|
|
über
Musik als
"Predigt zur
Amtseinführung von Jutta Kneule am 10. Oktober 2004"
"Liebe
Gemeinde, wie
geht es Ihnen heute Abend? Wie fühlen Sie sich? Fühlen Sie sich eher: Orgelskizze:
in sich ruhend? Oder eher so: Orgelskizze:
fröhlich? Oder möglicherweise so: Orgelskizze:
nachdenklich? Oder trifft das am besten Ihre Stimmungslage: Orgelskizze:
aufgeregt? Oder dies: Orgelskizze: überschwänglich/erhaben?

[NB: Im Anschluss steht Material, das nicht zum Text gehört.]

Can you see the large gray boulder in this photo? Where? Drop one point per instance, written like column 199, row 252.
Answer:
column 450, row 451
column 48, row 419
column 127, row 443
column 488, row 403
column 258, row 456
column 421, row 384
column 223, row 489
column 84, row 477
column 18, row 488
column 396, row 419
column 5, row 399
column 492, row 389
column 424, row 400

Vielleicht liegt Ihre Gefühlslage auch irgendwo dazwischen oder ist sie eher
ganz vielstimmig, hat von allem etwas. Sie wissen es selbst am besten!
Versuchen
Sie doch jetzt einmal, Ihrer stärksten Grundstimmung des heutigen Abends einen
Ton zu geben – mit Ihrer Stimme. Summen Sie doch einmal ganz leise den Ton,
der für Sie gerade jetzt in diesem Augenblick am besten Ihre stärkste
Grundstimmung beschreibt. (…) Und probieren Sie es ruhig mal ein bisschen
lauter! (…) Ist
das nicht schön: diese Vielgestaltigkeit der Stimmen und Stimmungen! Eine
musikalische Momentaufnahme der Gemütsverfassung dieser Gottesdienstgemeinde!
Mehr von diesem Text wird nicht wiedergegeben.